佐倉です。本日もDARwIn-OPの復旧作業を行ないました。
今の問題は、「通信ができているのに一部のサーボモータしか動かない」という点なので、その原因を探りました。
まず、DARwIn-OPに使われているサーボモータの紹介をします。DARwIn-OPにはROBOTIS社製のMX-28Tというサーボモータが20個使用されています。
このサーボモータには、従来のRCサーボモータとは違う点が2点あります。
- 双方向デジタル通信
- 磁気式非接触アブソリュートエンコーダ
双方向デジタル通信にはTTLを使ったものと、RS485を使った物の2種類が用意されており、DARwIn-OPに使われているのはTTLを使った物です。双方向で様々な情報をやりとりできるので、求められる性能が部位やシチュエーションによって違う人型ロボットのサーボモータを1種類であがなってしまっています。
磁気式非接触アブソリュートエンコーダが使用されているため、従来のポテンショメータ式サーボモータで問題になっていた停留点付近の接点の劣化が抑えられ、長寿命が達成されています。

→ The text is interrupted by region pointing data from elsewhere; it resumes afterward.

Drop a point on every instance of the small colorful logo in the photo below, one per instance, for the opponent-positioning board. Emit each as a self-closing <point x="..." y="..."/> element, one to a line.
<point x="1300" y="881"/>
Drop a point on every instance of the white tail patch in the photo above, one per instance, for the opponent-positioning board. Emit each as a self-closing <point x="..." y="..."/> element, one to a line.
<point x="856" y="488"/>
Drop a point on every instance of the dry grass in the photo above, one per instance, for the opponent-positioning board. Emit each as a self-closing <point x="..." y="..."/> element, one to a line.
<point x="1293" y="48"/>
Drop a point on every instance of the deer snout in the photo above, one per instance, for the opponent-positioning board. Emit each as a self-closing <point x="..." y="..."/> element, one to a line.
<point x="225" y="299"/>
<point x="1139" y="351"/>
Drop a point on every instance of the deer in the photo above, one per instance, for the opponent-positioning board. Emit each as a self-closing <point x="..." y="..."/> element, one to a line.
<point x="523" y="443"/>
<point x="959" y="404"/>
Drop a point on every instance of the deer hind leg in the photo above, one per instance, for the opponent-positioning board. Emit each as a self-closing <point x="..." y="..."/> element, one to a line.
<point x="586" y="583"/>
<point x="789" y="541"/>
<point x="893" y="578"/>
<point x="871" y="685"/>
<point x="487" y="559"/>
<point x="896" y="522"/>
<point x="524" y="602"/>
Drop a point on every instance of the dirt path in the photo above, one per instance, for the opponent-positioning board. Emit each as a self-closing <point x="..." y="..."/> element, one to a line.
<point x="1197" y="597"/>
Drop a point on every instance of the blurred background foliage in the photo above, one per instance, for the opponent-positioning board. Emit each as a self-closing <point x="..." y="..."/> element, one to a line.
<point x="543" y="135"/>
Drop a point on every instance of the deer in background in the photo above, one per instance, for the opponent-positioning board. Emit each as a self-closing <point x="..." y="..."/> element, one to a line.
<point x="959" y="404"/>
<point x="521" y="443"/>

さて、このような特徴を持ったサーボモータなのですが、うまく動いていないので、原因を探りました。
次のような手順で原因を特定するに至りました。
- 通信の設定の見なおし(半二重通信なので、応答までの待ち時間等)→問題なし
- DARwIn-OPにつながったままサーボモータの設定をモニタ→PIDゲインがD=32以外0になっている!
- PIDゲインはRAM領域にあり、何者かが能動的に書き換えない限り、Pのみ32で, IとDが0である→DARwInがD=32を設定している
- 当然Dゲインだけでまともに動くはずもないし、DARwInが間違っている事もないであろう→通信規格がファームウェアバージョンで変わった?
ということで、ROBOTISのMX-28のページを見てみると、P-I-Dの順番で並んでいた設定項目をD-I-Pの順に変更した という記述がありました。
※この件についての、より詳しい情報はまとまり次第別の記事でご紹介する予定です。
つまり、DARwIn-OPを動かすには、最低でもあと2ステップの変更が必要なようです。
- サーボモータのファームウェアのバージョンを揃える
- サーボモータの設定を行なっている部分のソフトウェアを更新する
それと、サーボモータを弄っているうちに動作で不可解な点を見つけました。Dゲインだけが設定されていても、サーボ制御されていれば動作指令が来た時点で少しは動くはずなのですが、ぴくりともしませんでした。もしかしたらちゃんとしたサーボ制御はされていなく、レギュレータとしてPID制御が組んであるのかな、と思いました。
さて、原因を掴んだので、サーボモータのファームウェアの更新を行なっていきます。ファームウェアの更新自体は通常のTTL接続経由で行えるのですが、どうやらDARwIn-OPの通信マスタと干渉してうまくいかないようなので、配線を取り外して行う事になりました。
ただ、古いバージョンのファームウェアが入っているサーボモータはちょうど体の内部に入っていて、配線をちょっと組み替えるだけでも一苦労でした。
5/7の研修時にはちゃんと動くDARwIn-OPを見たいですね。